Dans leur chambre, sur la commode, il y avait toujours eu trois cadres. Leur mariage. Leurs vacances à Grand-Popo. Un portrait d'elle qu'il avait pris autrefois, au début, quand il la regardait encore comme une découverte. Les trois cadres étaient toujours là — mais couchés face contre le bois, soigneusement, tous les trois, comme on ferme les yeux des morts.

Il n'avait pas déménagé en claquant la porte. Il avait déménagé en rangeant. Méthodiquement. Un homme qui range, songea Élise en redressant les cadres un par un, est mille fois plus effrayant qu'un homme qui casse.

En fin d'après-midi, la voisine sonna. Madame Pélissier, soixante-dix ans, un radar à malheurs sous son chignon lacqué, qui venait « emprunter un peu de sucre » pour la quatrième fois du mois avec un paquet de sucre entier visible dans son cabas.

— Et ce cher Adrien, ça va ? Je ne l'entends plus rentrer déjeuner. Un si beau couple, vous deux. Mon mari disait toujours : ces deux-là, c'est du solide.

— Du solide, répéta Élise en versant le sucre. Comme le béton, madame Pélissier. On ne voit les fissures que quand tout tombe.

La vieille dame cligna des yeux, flairant la marchandise sans oser demander le prix, et repartit avec son sucre et sa faim. Élise referma la porte et s'aperçut qu'elle souriait. Un vrai sourire, cette fois. Petit, tordu, mais vrai. Il restait donc quelqu'un dans cette maison capable d'ironie. C'était bon à savoir. Elle allait en avoir besoin.

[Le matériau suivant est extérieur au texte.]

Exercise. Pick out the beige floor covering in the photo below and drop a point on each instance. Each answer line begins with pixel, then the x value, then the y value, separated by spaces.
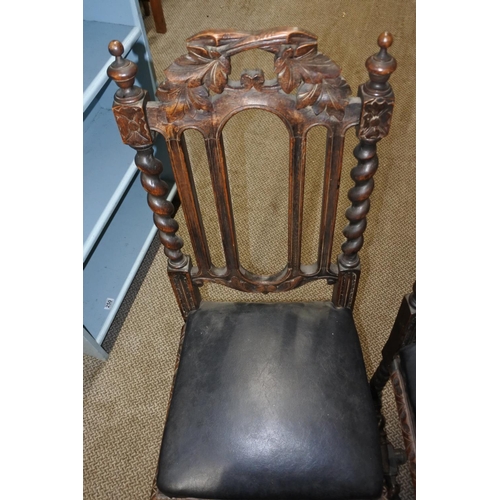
pixel 126 397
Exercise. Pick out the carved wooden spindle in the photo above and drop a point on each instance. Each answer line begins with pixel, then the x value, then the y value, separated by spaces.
pixel 129 110
pixel 158 189
pixel 377 103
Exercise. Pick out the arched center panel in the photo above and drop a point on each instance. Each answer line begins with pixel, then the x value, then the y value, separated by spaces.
pixel 257 150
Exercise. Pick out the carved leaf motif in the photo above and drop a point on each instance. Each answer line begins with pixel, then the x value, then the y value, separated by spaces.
pixel 310 66
pixel 376 119
pixel 183 99
pixel 332 96
pixel 132 125
pixel 307 95
pixel 189 77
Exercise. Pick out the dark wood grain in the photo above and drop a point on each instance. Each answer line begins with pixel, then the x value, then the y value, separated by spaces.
pixel 308 90
pixel 377 100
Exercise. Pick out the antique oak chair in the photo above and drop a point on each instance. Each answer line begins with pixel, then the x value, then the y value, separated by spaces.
pixel 270 400
pixel 399 357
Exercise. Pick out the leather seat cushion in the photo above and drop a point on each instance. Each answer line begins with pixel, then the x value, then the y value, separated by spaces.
pixel 271 401
pixel 408 357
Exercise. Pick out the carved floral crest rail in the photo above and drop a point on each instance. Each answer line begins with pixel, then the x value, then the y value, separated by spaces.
pixel 308 90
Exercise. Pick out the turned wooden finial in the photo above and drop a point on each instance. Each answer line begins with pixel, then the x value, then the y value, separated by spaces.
pixel 123 72
pixel 380 66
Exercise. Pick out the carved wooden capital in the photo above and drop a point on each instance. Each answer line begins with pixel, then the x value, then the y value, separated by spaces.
pixel 298 65
pixel 132 123
pixel 252 78
pixel 376 117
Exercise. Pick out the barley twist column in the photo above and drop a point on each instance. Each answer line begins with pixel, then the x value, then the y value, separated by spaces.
pixel 377 104
pixel 130 112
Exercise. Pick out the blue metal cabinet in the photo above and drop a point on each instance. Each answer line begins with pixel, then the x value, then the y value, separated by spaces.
pixel 117 223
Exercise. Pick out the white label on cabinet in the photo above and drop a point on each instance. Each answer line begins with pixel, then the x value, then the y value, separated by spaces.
pixel 109 303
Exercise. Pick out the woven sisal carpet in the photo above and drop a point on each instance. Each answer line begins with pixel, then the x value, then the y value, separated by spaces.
pixel 126 397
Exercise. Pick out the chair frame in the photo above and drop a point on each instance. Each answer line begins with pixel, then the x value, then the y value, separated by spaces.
pixel 197 94
pixel 402 334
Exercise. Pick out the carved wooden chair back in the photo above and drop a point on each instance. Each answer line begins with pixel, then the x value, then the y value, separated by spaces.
pixel 308 91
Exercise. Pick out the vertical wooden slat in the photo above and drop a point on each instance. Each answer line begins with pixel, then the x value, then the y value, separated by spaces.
pixel 220 182
pixel 185 186
pixel 333 167
pixel 296 198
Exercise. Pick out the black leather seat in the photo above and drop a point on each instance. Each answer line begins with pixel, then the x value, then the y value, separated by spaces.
pixel 271 401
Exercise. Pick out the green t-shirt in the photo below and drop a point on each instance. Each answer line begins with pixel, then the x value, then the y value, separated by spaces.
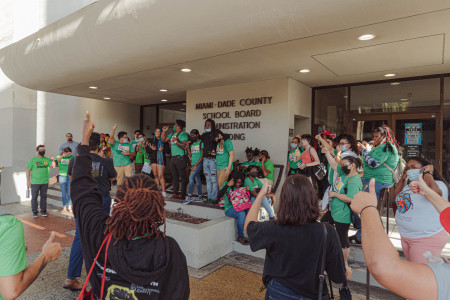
pixel 174 149
pixel 196 152
pixel 253 185
pixel 269 167
pixel 13 256
pixel 382 173
pixel 119 159
pixel 39 169
pixel 340 210
pixel 331 170
pixel 140 156
pixel 223 155
pixel 291 155
pixel 63 165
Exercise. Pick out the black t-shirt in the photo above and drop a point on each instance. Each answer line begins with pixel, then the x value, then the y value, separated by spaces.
pixel 102 171
pixel 147 269
pixel 294 255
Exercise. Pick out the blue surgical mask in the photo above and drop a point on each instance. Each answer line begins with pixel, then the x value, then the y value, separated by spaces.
pixel 413 174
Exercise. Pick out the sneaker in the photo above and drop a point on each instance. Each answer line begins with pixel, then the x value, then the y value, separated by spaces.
pixel 354 240
pixel 188 200
pixel 222 203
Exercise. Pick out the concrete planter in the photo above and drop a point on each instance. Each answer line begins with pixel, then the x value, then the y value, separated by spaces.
pixel 202 243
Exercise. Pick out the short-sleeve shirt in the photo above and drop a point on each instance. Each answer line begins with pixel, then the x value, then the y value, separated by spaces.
pixel 182 137
pixel 39 169
pixel 253 185
pixel 382 174
pixel 340 210
pixel 416 217
pixel 13 256
pixel 140 156
pixel 223 155
pixel 196 152
pixel 63 165
pixel 119 159
pixel 442 275
pixel 269 167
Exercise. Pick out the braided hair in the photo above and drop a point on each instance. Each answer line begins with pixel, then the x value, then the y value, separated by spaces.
pixel 138 210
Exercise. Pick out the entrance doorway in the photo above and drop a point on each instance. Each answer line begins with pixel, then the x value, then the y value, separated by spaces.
pixel 419 134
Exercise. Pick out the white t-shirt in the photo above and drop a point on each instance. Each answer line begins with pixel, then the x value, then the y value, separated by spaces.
pixel 416 217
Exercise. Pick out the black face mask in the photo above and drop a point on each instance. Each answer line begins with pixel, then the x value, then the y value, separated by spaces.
pixel 346 170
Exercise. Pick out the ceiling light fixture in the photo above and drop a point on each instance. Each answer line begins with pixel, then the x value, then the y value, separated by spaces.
pixel 366 37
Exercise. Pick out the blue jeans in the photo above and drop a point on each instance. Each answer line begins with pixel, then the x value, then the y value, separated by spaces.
pixel 278 291
pixel 266 204
pixel 196 176
pixel 64 184
pixel 210 171
pixel 76 253
pixel 378 187
pixel 240 218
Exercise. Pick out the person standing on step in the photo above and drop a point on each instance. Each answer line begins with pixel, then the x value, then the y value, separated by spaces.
pixel 64 180
pixel 69 143
pixel 178 164
pixel 122 152
pixel 103 172
pixel 38 176
pixel 195 148
pixel 209 160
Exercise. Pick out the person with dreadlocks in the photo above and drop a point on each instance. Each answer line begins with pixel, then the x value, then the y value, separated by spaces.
pixel 129 250
pixel 417 219
pixel 379 163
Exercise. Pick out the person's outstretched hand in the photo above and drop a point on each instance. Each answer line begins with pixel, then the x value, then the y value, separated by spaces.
pixel 364 199
pixel 51 249
pixel 88 127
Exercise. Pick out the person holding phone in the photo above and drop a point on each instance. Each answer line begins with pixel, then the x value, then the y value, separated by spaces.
pixel 417 220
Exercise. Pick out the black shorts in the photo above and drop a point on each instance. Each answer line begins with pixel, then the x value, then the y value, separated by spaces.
pixel 341 229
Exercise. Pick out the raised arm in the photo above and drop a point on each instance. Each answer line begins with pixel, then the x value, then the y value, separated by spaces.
pixel 382 259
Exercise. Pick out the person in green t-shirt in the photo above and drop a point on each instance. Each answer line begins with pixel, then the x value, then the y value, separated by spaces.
pixel 15 275
pixel 38 176
pixel 64 180
pixel 224 156
pixel 293 157
pixel 254 185
pixel 122 151
pixel 178 164
pixel 195 148
pixel 140 153
pixel 266 166
pixel 347 185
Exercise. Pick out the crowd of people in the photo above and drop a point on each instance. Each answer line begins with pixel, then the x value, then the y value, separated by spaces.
pixel 302 238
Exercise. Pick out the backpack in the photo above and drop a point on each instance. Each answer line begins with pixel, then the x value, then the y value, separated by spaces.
pixel 240 199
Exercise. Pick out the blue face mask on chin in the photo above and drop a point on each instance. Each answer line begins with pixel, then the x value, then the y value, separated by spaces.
pixel 413 174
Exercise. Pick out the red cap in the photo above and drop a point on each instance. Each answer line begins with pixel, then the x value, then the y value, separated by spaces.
pixel 326 132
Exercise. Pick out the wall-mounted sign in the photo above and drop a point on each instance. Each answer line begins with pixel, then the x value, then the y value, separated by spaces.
pixel 413 134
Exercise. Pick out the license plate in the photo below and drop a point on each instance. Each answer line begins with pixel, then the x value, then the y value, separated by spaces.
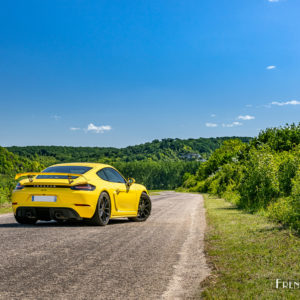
pixel 43 198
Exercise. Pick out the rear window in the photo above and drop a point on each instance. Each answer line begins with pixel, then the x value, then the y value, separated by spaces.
pixel 63 169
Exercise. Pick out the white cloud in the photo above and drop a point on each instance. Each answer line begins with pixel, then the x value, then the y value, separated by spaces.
pixel 292 102
pixel 211 125
pixel 56 117
pixel 233 124
pixel 98 129
pixel 246 118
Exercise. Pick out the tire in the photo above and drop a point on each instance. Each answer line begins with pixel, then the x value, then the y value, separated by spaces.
pixel 25 221
pixel 144 210
pixel 103 210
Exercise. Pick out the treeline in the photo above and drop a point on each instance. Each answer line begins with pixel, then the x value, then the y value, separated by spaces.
pixel 157 150
pixel 157 175
pixel 263 175
pixel 10 164
pixel 158 165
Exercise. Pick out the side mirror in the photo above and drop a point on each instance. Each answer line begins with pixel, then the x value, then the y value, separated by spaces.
pixel 130 181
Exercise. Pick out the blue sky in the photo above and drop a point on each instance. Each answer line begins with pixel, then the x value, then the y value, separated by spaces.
pixel 118 73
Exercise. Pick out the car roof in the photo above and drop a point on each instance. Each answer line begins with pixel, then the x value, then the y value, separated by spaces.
pixel 84 164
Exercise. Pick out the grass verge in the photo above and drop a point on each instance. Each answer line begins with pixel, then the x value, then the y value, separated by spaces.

Adrien rentra à vingt-trois heures passées. Élise le sut au bruit des clés, puis à la lumière du frigo qui s'alluma et s'éteignit, puis aux pas dans l'escalier — des pas qui ralentirent, une seconde, devant la porte de leur ancienne chambre, avant de continuer vers la chambre d'amis. Elle était couchée dans le noir, les yeux ouverts, et elle détesta l'espoir imbécile qui lui avait serré la gorge pendant cette seconde de ralentissement.

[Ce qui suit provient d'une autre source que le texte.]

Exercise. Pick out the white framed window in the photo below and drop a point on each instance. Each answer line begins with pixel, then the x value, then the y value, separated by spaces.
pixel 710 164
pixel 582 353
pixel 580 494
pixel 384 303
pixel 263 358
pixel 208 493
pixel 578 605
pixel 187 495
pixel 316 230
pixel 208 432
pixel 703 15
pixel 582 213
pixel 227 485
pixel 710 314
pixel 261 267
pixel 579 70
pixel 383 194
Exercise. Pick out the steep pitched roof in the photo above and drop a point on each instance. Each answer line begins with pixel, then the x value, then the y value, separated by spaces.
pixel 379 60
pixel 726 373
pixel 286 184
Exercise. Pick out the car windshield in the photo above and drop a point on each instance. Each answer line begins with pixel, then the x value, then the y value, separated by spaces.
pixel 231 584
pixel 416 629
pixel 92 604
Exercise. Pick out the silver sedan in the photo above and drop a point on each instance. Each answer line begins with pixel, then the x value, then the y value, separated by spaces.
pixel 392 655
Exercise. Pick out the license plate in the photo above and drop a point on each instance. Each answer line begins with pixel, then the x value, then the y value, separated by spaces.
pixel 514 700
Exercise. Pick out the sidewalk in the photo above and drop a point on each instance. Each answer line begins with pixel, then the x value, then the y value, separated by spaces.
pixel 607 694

Elle prit son téléphone. Pour s'occuper les mains. Pour ne pas penser.

Et comme toutes les condamnées, elle retourna sur les lieux du crime : leurs anciens messages. Elle fit défiler des mois, des années, remonta le fleuve jusqu'aux eaux d'avant, celles d'il y a sept ans, quand Adrien écrivait en minuscules pressées, sans ponctuation, lui, l'homme aux phrases repassées :

« tu me manques déjà et tu es partie il y a dix minutes c'est grave docteur »

« j'ai annulé le dîner avec les investisseurs je préfère te regarder choisir des rideaux »

« ma vie. c'est toi. discute pas. »

Élise lut, et relut, et le téléphone éclairait son visage dans le noir comme une veilleuse d'enfant. À l'autre bout du couloir, l'homme qui avait écrit ces messages dormait du sommeil des statues, avec ses dossiers en règle et ses cadres couchés face contre terre.

Ma vie. C'est toi. Discute pas.

— Menteur, murmura-t-elle à la chambre vide.

Mais elle garda le téléphone serré contre elle jusqu'au matin, comme on garde la main d'un mort qu'on n'arrive pas à lâcher — et c'est exactement ainsi, à cet instant précis, qu'il faut la regarder pour comprendre la suite : une femme qui sait déjà, et qui espère encore.

Les femmes qui espèrent encore font de mauvaises adversaires.

Adrien comptait là-dessus.

Il aurait dû se méfier : ça ne dure jamais.